Worship, as many have experienced, can be twisted into something that is sensationalized and pressures individuals to have an emotional experience. From the testimonies shared, it appears that the staff and students are obediently following this unique move of the Spirit, not exaggerating it. 

“All that had happened was people had stayed and just kept worshiping,” said Curry, a self-described skeptic. “That was all that was going, there was a palpable difference just spiritually, this tender love permeating the whole space.” 

On Feb. 8, the day the outpouring began, Curry was journaling about his spiritual state, explaining that he has grown tired of “milquetoast Protestantism.” He heard a group of men walking past his door, saying that people had yet to leave the chapel and Curry ran outside to confirm the news. 
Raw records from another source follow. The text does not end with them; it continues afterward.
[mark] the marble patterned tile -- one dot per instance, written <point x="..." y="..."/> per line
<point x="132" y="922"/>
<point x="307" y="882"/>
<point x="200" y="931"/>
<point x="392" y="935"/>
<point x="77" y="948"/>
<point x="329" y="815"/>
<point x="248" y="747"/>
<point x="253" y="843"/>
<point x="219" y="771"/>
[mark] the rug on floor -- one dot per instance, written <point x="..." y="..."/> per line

He is also a theater minor, so on top of balancing disconnection in his relationship with the Lord, he was also busy with tech week for his upcoming show. Despite his busy schedule with rehearsal the week the revival began, after rehearsal wrapped — 11:25 pm — he felt drawn to return to Hughes. 

Curry described his experience in the chapel as “an ever-increasing assurance of holy love.”
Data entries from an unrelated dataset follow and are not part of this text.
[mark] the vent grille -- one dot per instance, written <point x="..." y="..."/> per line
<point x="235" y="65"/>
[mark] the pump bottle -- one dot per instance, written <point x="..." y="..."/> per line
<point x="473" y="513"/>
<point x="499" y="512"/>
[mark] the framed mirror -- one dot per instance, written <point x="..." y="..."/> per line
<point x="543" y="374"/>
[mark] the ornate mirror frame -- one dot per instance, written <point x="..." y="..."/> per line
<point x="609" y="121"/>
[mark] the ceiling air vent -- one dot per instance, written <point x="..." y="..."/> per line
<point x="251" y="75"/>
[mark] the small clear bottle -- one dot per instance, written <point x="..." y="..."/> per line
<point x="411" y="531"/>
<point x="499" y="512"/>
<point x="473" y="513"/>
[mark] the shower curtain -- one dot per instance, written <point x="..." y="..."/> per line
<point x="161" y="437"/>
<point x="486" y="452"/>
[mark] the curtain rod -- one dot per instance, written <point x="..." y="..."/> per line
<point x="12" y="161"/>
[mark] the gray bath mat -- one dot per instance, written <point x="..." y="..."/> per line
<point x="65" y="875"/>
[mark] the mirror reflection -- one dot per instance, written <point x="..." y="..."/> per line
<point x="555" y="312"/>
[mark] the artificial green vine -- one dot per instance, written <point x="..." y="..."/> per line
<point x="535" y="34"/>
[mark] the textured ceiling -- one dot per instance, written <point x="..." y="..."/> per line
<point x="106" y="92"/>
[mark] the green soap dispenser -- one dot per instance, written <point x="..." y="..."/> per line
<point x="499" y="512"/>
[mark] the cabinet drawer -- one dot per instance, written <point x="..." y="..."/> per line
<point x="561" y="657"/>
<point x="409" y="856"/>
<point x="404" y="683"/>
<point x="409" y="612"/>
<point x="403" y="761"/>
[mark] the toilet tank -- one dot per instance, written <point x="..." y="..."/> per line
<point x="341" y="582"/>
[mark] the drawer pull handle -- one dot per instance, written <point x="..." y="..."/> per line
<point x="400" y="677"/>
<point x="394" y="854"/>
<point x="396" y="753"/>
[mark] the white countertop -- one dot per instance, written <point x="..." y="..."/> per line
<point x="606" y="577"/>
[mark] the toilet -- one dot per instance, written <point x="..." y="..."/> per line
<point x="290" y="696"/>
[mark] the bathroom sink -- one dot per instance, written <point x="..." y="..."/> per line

It felt like where students were standing was holy ground, he described. 

The individual transformation that occurred during students’ time in Hughes bled into their community life. Curry said that the crass language that usually accompanies the whiteboards across the walls of his dorm hall has been erased and replaced with praise. 

“The best way I could describe it [is that] we all noticed that God suddenly had arrived in our chapel,” Curry said.
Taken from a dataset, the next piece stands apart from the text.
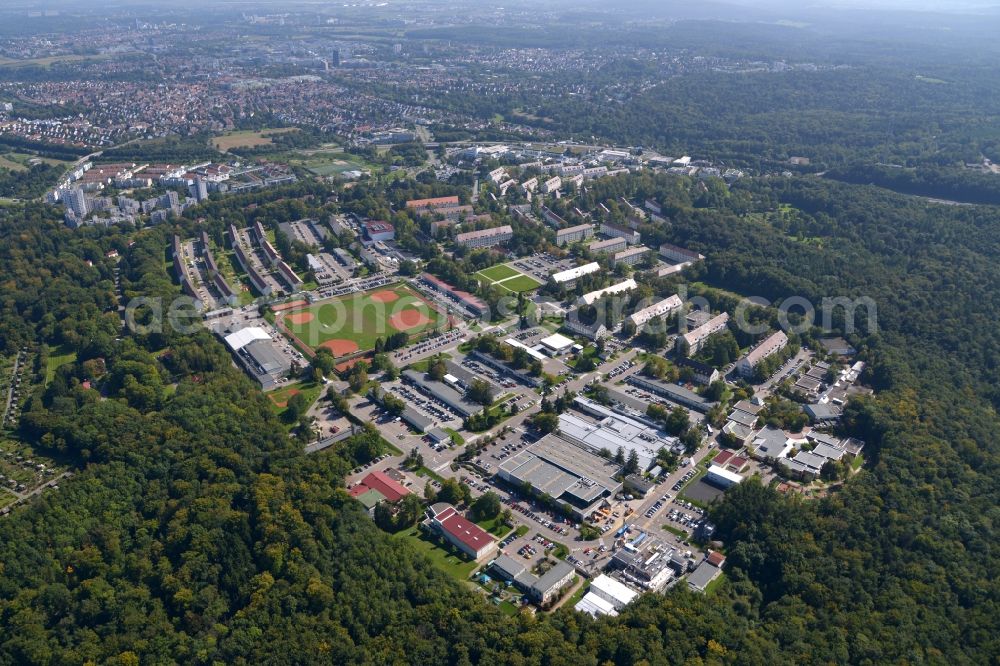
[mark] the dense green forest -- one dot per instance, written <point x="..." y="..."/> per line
<point x="196" y="531"/>
<point x="963" y="186"/>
Asbury is no stranger to revivals, as there was a revival that happened at the university in 1970. 

Similarly to this current revival, Asbury students stayed after a chapel which extended into a weeklong worship service. Then, determined to empower other college students around America, Asbury students packed up their cars and drove to college campuses around America, including Biola. 

Michael Longinow, a journalism professor at Biola, worked at Asbury for 16 years along with doing his dissertation on revivals throughout U.S. history. 

“[Revival] sounds like an outdated word, it sounds Pentecostal, it is not something Christian Evangelicals are familiar with,” he said.

Revival is a widespread reawakening of devotion toward God. It is not just a renewing of zeal for individual experience, but something to ignite Christians to go out and participate in what God is doing in the world. That is what happened at Asbury in 1970, and what is starting to happen again.


Dr. Joe Henderson, a Torrey professor, is an alumnus of Asbury, class of ‘91. He is not surprised about the spiritual outpouring at Asbury.

“It is a part of the atmosphere, there is an openness to that kind of [revival] happening,” Henderson said. 

Above the pipe organ in Hughes Auditorium, “Holiness unto the Lord” is etched into the wood in white paint. Henderson says that this encapsulates the posture of the university, seeking God and asking for His holiness. 

Henderson hopes that Biola students can have a similar posture as Asbury.  

“[My hope is] that it would stir up a hunger for God to move here in a surprising new way and that it would turn us to ask him in prayer for what he could do for us here,” Henderson said. 


After nearly two weeks of keeping their doors open, Asbury has decided to shift the hours of the worship event in hopes of better serving its student body. Asbury will continue to host evening services for college-age and high-school students. Additional updated information can be found on their website.